Credit rating helps investors by providing an easily recognizable, simple tool that couples a possible unknown issuer with an informative and meaningful symbol of credit quality.
Credit rating provide unbiased assessment of the creditworthiness of the companies issuing debt instruments. And they also provide information about the creditworthiness of corporate to the investors at a low cost.
Credit Rating Process of Financial Instruments
The steps involved in credit rating process are explained below:
1. Receipt of the Request
The credit rating process begins, with the receipt of a formal request for rating from a company desirous of having its issue obligations under proposed instrument rated by credit rating agencies.
An agreement is entered into between the rating agency and the issuer company.
The agreement spells out the terms of the rating assignment and covers the following aspects:
- It requires the CRA (credit rating agency) to keep the information confidential.
- It gives the right to the issuer company to accept or not to accept the rating.
- It requires the issuer company to provide all material information to the CRA for rating and subsequent surveillance.
2. Assignment to Analytical Team
On receipt of the above request, the CRA assigns the job to an analytical team.
The team usually comprises of two members/analysts who have expertise in the relevant business area and are responsible for carrying out the rating assignments.
3. Obtaining Information
The analytical team obtains the requisite information from the client company. Issuers are usually provided a list of information requirements and a broad framework for discussions.
The requirements are derived from the experience of the issuers business and broadly confirm to all the aspects which have a bearing on the rating.
The analytical team analyses the information relating to its financial statements, cash flow projections, and other relevant information.
4. Plant Visits and Meeting with Management
The obtain classification and a better understanding of the client’s operations, the team visits, and interests with the company’s executives.
Plants visits facilitate understanding of the production process, assess the state of equipment and main facilities, evaluate the quality of technical personnel and form an opinion on the key variables that influence level, quality, and cost of production.
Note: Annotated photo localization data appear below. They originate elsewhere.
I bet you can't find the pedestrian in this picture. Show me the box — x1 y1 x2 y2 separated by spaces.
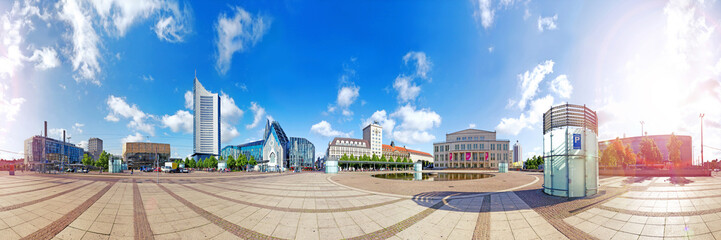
131 168 133 175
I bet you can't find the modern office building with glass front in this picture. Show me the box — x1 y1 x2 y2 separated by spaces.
122 142 170 169
221 120 315 170
24 135 84 169
288 137 315 168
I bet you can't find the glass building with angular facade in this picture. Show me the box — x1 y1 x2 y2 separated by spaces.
221 120 315 170
24 136 84 169
288 137 315 168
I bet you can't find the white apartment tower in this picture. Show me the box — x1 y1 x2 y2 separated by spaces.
193 76 221 159
363 122 382 157
513 141 522 164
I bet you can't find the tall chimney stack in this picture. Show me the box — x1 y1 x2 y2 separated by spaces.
44 121 47 138
63 130 66 143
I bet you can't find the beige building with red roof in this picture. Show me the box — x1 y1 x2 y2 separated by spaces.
382 141 432 163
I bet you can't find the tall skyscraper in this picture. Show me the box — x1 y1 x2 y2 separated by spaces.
193 76 221 160
363 122 382 157
88 137 103 161
513 140 522 163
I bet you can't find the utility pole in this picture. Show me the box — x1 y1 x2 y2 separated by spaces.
700 114 705 168
640 121 645 137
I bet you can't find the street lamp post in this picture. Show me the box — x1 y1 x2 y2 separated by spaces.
640 121 645 137
66 136 71 173
700 114 705 168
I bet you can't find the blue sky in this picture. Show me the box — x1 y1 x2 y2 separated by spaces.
2 0 721 162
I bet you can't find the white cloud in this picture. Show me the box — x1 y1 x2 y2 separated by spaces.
246 101 266 129
77 140 88 150
0 83 26 122
0 2 57 78
337 86 359 108
220 92 243 122
153 1 192 42
184 90 193 110
28 47 60 70
73 122 84 134
473 0 494 29
393 75 421 103
403 51 432 80
48 128 70 140
57 0 192 83
161 110 192 133
517 60 554 110
57 0 102 84
141 75 154 81
496 95 554 136
104 114 119 122
220 92 244 143
550 74 572 99
537 14 558 32
105 95 154 135
121 132 145 143
469 123 477 129
310 120 350 137
488 47 494 53
215 6 270 75
363 110 396 139
390 104 441 145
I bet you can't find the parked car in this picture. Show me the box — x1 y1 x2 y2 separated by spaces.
180 168 189 173
80 168 88 173
66 168 75 172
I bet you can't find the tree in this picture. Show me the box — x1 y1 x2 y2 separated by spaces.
227 155 236 171
600 138 637 168
601 144 619 167
524 156 544 169
96 151 109 169
381 155 387 162
82 153 93 166
623 143 637 167
340 154 348 161
667 133 683 167
188 158 196 168
249 155 257 166
350 154 355 161
209 155 217 169
239 154 248 171
639 137 662 165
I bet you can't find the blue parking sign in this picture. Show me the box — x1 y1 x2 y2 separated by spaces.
573 134 581 149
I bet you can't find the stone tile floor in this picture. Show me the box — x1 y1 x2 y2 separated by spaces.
0 172 719 239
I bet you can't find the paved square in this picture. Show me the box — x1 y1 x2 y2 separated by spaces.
0 171 719 239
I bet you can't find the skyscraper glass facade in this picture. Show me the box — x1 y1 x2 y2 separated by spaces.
193 77 220 160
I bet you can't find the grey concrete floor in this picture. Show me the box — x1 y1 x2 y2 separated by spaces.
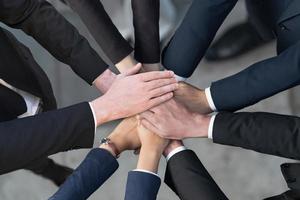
0 0 297 199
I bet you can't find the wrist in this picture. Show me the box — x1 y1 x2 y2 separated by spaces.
93 69 116 93
115 55 137 73
90 97 112 126
199 90 213 114
191 113 211 138
163 140 184 157
99 144 117 158
137 146 162 173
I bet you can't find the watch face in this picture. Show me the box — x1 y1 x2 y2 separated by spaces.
101 138 110 144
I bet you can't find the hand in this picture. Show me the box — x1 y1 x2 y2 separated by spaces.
174 82 212 114
90 63 178 125
99 117 140 157
140 99 211 139
136 124 169 173
137 124 169 151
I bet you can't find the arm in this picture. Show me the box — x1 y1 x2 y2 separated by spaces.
212 112 300 160
64 0 133 65
50 117 141 200
165 149 228 200
0 0 108 85
210 41 300 111
162 0 238 78
140 99 300 159
124 125 168 200
131 0 160 65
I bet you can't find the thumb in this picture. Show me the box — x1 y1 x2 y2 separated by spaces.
124 63 142 76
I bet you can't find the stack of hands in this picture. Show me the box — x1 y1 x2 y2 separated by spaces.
90 62 213 175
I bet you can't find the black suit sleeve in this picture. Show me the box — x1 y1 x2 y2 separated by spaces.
64 0 133 65
0 102 95 175
0 0 108 84
213 112 300 160
131 0 160 63
165 150 228 200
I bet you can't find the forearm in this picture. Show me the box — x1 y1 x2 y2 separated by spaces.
0 103 95 175
3 0 108 84
132 0 160 64
162 0 237 78
65 0 133 65
213 112 300 159
210 42 300 111
49 148 119 200
137 146 163 174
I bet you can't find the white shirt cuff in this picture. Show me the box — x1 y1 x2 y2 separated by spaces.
166 146 187 162
205 87 217 111
208 114 217 139
133 169 160 178
88 102 97 134
174 74 187 82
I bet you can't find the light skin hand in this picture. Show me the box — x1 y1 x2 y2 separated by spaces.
163 140 184 158
136 124 169 173
99 117 141 157
174 82 212 114
139 99 211 140
91 63 178 125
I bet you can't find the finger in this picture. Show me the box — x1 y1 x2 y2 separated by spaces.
147 78 177 90
124 63 142 76
149 83 178 98
148 92 174 109
140 70 175 82
140 119 160 135
139 111 155 121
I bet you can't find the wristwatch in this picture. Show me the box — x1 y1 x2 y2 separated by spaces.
100 138 120 158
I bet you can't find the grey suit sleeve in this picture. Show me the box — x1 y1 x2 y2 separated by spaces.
0 0 108 84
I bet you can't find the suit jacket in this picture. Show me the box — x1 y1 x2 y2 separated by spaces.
0 0 108 84
165 150 228 200
64 0 160 64
213 112 300 160
165 150 300 200
163 0 300 112
125 171 161 200
49 148 119 200
0 26 97 173
0 102 95 175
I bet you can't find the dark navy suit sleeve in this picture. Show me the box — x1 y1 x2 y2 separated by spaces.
125 171 161 200
49 148 119 200
211 41 300 111
162 0 238 78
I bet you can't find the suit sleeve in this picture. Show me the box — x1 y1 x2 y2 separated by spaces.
49 148 119 200
213 112 300 160
210 41 300 111
0 102 95 175
131 0 160 63
162 0 238 77
64 0 133 65
165 150 228 200
125 171 161 200
0 0 108 84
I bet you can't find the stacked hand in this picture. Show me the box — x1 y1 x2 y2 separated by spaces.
174 82 212 114
91 63 178 126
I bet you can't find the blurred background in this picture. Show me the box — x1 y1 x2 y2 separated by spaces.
0 0 299 199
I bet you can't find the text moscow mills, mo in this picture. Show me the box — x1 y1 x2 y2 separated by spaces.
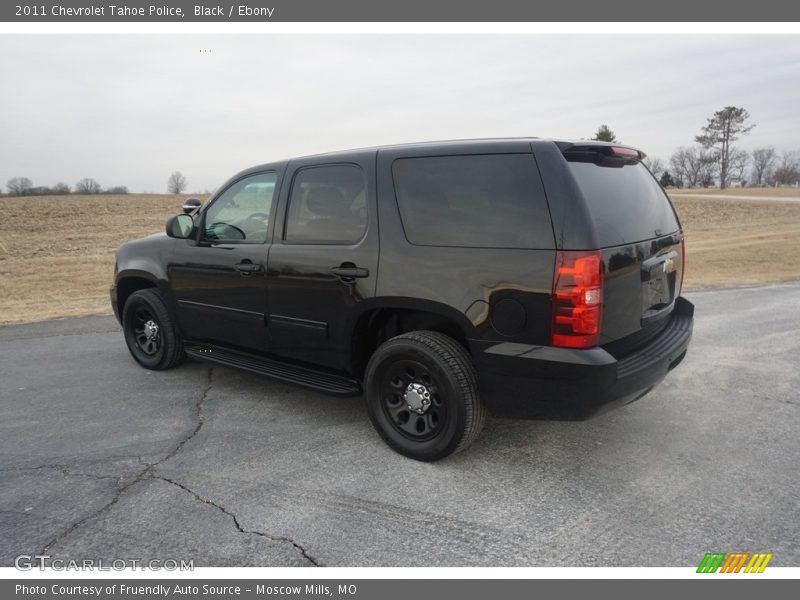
16 4 276 18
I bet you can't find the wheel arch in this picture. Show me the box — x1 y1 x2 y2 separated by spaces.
115 270 161 318
348 297 476 378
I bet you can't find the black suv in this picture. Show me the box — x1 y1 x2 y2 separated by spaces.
111 139 693 461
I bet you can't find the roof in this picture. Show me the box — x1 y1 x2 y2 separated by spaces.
291 137 642 161
233 137 644 181
290 136 540 161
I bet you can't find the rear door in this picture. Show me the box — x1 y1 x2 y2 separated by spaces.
563 153 684 350
265 152 379 371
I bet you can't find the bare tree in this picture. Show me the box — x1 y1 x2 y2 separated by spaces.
773 151 800 186
669 149 690 188
751 147 777 186
168 171 187 194
104 185 129 194
75 178 102 194
669 146 716 188
695 106 755 189
643 157 665 180
592 124 617 142
7 177 33 196
659 171 676 188
727 148 749 186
Direct dialogue is maintained with the issuer company as this enables the CRA’s to incorporate non-public information in a rating decision and also enables the rating to be forward-looking.
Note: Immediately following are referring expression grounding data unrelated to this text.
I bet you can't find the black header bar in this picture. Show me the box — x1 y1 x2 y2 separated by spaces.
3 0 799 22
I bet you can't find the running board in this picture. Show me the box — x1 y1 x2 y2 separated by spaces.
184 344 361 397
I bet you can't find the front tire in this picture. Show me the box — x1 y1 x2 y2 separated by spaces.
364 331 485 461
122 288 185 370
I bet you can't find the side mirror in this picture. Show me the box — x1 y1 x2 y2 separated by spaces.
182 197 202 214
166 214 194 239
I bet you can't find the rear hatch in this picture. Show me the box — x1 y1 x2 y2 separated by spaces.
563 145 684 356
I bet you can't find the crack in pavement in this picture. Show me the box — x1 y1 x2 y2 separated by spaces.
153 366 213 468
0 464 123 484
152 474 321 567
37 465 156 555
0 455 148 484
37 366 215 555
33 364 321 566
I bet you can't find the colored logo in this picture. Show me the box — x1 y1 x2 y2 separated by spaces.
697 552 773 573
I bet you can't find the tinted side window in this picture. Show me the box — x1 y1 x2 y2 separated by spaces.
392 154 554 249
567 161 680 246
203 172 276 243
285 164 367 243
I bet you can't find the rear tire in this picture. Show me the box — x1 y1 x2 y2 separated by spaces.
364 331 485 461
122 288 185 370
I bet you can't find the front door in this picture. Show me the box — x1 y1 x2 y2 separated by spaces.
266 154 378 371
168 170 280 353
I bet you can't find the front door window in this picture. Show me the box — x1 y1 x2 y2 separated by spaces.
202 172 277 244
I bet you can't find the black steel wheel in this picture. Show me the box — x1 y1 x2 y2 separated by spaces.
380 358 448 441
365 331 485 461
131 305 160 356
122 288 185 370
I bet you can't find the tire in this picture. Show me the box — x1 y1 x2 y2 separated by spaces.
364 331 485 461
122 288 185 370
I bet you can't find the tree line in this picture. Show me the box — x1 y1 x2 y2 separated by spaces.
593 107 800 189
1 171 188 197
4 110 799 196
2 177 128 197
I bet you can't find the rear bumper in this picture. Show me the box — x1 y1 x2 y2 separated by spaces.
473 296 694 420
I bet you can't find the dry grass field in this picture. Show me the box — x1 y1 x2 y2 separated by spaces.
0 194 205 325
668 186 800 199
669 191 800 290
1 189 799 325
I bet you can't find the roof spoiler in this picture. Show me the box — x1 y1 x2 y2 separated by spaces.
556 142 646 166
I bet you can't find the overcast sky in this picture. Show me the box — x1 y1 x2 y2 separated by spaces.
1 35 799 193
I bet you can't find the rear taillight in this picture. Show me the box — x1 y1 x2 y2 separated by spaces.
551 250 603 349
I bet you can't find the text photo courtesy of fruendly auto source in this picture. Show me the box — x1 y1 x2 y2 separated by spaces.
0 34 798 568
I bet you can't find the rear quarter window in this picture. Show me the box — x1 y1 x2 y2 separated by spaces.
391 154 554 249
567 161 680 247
The topics discussed during the management meeting are wide-ranging including competitive position, strategies, financial policies, historical performance, risk profile, and strategies in addition to reviewing financial data.
5. Presentation of Findings
After completing the analysis, the findings are discussed at length in the internal committee, comprising senior analysts of the credit rating agencies.
All the issues having a bearing on the rating are identified.
An opinion on the rating is also formed.
The findings of the team are finally presented to the rating committee.
6. Rating Committee Meeting
This is the final authority for assigning ratings.
The rating committee meeting is the only aspect of the process in which the issuer does not participate directly.
The rating is arrived at after composite assessment of all the factors concerning the issuer, with the key issues fetting greater attention.
7. Communication of Decision
The assigned rating grade is communicated finally to the issuer along with reasons or rationale supporting the credit rating.
The credit ratings which are not accepted are either rejected or reviewed in the light of additional facts provided by the issuer.
The rejected credit ratings are not disclosed and complete confidentiality is maintained.
8. Dissemination of the Public
Once the issuer accepts the rating, the credit rating agencies disseminate it through printed reports to the public.
9. Monitoring for Possible Change
Once the company has decided to use the rating, CRAs are obliged to monitor the accepted ratings over the life of the instrument.
The CRA constantly monitors all ratings with reference to new political, economic, and financial developments and industry trends.
All this information is reviewed regularly to find companies for, major changes. Any changes in the rating are made public through published reports by CRAs.